One Word Week 6- Friday

One Word

This winter on The Daily Pattern we’re in a series called One Word. Each day we take one word – a feeling or circumstance – and bring a word from God to it. Let the Word of God speak to your life.

Invocation
Make the sign of the cross, and say,
In the name of the Father, and of the Son, and of the Holy Spirit.  Amen.  

Invitation Prayer
“Blessed are the meek, for they shall inherit the earth.”  (Matt. 5:5)  O Lord, I am lowly and humble.  You alone are my inheritance.  Amen.  

Word: Psalm 146:9
“The LORD watches over the foreigner, he upholds the widow and the fatherless…” 

Meditation
Immigrant by Jeff Cloeter

Two years ago, God gave me a gift. He placed a young man in my life named Charles. Charles grew up in a refugee camp in Uganda.  When he was 16, his family was given an opportunity to come to the United States. He learned English, kicked for his high school football team, and graduated. Today, he’s completing his associate’s degree at a community college and preparing to transfer to a four-year university.  

In Uganda, Charles and his family had a few cows. It was nothing like the big agriculture of America.  No tractors, no barns, no fences. They would let the cows roam the countryside around the camp.  Charles’ job was to follow the cattle wherever they found pasture.  As a 10-year-old boy, he would sleep for days in the countryside next to the cows.   

Charles is an intern at my church. I meet with him weekly to talk about God, life, and ministry. Last year we were reading through Luke’s gospel and came to this: “And in the same region there were shepherds out in the field, keeping watch over their flock by night” (Luke 2:8). After we read it, Charles said, “Oh, I did that.” Although he watched cows instead of sheep, Charles knows exactly what it’s like to be a shepherd. He did that! So I said, “OK, teach me.”  

In my friendship with Charles, I have seen that he is often overlooked and undervalued. Immigrants are often perceived as a lower class in our society. At best, we kindly put them on the sideline and assume they will work the jobs we don’t prefer. At worst, we see them as a threat to “American values.”  

This isn’t new. In the Bible, immigrants (the “foreigner,” the “alien,” the “sojourner”) are always at the bottom. But God has a heart for the overlooked and undervalued.
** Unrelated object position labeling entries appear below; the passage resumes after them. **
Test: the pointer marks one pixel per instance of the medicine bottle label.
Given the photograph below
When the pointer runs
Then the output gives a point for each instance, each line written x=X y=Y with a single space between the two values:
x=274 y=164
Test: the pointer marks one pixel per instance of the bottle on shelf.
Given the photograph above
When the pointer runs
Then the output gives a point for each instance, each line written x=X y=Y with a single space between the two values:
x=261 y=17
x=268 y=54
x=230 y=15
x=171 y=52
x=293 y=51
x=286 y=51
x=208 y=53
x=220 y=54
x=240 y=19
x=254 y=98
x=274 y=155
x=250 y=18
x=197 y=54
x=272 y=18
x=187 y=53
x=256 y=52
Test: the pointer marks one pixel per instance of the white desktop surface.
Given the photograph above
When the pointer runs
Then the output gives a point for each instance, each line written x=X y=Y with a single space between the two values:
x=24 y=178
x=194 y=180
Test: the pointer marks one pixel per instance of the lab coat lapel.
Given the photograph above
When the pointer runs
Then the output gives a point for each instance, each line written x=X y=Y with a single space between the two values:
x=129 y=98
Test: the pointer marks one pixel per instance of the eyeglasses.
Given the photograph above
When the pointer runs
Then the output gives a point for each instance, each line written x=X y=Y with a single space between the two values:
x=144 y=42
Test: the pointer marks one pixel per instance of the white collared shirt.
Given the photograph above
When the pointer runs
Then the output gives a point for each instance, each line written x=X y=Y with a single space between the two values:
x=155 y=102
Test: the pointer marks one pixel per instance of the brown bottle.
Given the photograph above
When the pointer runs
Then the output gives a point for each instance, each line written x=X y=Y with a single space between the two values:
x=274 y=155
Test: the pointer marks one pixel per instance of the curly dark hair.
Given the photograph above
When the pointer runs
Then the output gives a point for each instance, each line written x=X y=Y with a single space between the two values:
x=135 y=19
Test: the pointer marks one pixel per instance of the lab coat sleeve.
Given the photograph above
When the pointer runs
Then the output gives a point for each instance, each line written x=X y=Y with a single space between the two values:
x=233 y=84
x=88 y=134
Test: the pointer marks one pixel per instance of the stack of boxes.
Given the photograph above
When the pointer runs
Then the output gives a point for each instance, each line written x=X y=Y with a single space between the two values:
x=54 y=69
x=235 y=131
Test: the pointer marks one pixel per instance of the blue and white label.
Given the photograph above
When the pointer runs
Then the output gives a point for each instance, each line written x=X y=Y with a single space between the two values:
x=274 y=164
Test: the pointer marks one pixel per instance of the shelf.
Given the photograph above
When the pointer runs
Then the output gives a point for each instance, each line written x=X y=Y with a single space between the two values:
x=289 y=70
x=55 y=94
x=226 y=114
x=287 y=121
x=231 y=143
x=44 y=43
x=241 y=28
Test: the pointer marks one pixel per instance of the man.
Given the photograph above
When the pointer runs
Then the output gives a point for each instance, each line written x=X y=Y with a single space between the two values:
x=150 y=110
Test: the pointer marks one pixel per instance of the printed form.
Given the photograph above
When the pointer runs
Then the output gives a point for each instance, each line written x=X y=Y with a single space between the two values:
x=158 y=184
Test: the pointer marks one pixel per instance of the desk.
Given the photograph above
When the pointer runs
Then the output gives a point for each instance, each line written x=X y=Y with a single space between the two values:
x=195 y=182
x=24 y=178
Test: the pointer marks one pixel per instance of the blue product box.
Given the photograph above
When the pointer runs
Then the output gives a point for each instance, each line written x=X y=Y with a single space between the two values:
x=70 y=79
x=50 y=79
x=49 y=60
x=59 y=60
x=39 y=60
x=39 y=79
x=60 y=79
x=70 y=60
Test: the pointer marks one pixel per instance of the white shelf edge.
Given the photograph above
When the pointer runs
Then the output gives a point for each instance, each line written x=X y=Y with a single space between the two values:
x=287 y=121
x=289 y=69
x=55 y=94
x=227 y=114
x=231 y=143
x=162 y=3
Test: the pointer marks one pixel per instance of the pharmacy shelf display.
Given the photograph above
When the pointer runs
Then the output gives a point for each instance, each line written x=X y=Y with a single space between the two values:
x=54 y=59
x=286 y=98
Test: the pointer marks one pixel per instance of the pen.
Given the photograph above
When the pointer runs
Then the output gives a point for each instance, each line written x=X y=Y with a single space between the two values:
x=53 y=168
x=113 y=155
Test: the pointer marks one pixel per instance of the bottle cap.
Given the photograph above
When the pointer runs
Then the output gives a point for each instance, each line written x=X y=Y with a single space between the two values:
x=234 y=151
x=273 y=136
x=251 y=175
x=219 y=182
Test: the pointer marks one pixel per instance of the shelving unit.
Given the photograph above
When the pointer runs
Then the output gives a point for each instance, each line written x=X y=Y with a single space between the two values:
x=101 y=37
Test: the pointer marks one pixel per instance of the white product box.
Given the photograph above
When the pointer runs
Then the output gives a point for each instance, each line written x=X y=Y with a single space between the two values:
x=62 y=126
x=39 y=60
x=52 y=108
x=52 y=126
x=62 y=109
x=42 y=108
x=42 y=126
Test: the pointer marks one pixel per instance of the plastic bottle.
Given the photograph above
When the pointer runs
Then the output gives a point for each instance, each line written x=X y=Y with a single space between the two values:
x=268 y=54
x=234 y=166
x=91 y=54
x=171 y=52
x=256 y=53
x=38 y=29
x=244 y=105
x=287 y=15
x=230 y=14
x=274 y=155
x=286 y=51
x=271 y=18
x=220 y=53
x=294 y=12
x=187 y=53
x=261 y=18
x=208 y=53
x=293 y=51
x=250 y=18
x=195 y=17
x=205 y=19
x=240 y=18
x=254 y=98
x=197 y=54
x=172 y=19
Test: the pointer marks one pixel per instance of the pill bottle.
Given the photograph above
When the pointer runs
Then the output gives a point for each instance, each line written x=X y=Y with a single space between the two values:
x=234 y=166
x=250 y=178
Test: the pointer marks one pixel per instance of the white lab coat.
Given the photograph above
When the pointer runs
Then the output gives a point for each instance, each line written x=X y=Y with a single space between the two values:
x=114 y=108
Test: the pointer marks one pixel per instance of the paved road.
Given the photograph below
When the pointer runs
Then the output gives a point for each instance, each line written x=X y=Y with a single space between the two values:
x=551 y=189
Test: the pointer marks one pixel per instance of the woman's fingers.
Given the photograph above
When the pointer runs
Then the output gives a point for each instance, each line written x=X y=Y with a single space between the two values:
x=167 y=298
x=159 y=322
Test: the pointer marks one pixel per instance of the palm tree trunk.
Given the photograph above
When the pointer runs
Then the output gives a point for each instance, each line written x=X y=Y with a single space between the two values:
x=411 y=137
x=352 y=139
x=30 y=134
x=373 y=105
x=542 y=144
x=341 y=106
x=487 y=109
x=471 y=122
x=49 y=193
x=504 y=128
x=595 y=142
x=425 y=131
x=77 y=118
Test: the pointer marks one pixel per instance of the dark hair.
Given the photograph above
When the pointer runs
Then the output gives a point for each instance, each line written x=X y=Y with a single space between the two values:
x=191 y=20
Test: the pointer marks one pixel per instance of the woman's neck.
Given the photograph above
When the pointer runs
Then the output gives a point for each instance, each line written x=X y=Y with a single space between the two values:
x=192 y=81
In Deuteronomy, God demands that his people make provision for them. “When you reap your harvest and leave a sheaf in the field…it shall be for the sojourner, the fatherless, and the widow” (24:19).

Charles started a ministry to African youth. It has been a gift to me. Here I see the Lord working hope and joy among kids who are pushed to the margins of society. This is just God’s way. The Bible is full of immigrants and wanderers without a home. Abraham is a template of the pilgrim sojourner. In a way, we all are immigrants, for we are never really home here. We desire “a better country, that is, a heavenly one. Therefore God is not ashamed to be called their God, for he has prepared for them a city” (Heb. 11:16).  

Lord, give me eyes to see the overlooked and undervalued around me. How can I welcome them, show them compassion, and bless them? Even more, how will you bless me through a “sojourner”? Teach me the faith of a pilgrim wanderer. Make me long for a “a better country.”  In Jesus’ name, Amen.  

Prayer for Family

·        For my immediate family (parents, spouse, siblings).

·        For extended family (cousins, aunts and uncles, grandparents)

·        For close friends that are as family to me. 

·        For those who don’t have families, or whose families are broken.

·        For forgiveness and reconciliation where there is division in my family.

·        For provision where there is need in my family.

·        For God to be the foundation, and the cross the center of my family. 

·        For a generation yet unborn, future members of our family. 

Closing Prayer
O Lord and King, your Kingdom comes even without our prayer.  But we pray that it would also come among us.  We are desperate for your reign and rule, for all we see is rebellion.  Come into my heart, my home, my family, my work, my church, my community.  Rule with justice and with mercy.  Come, Lord Jesus.  Amen.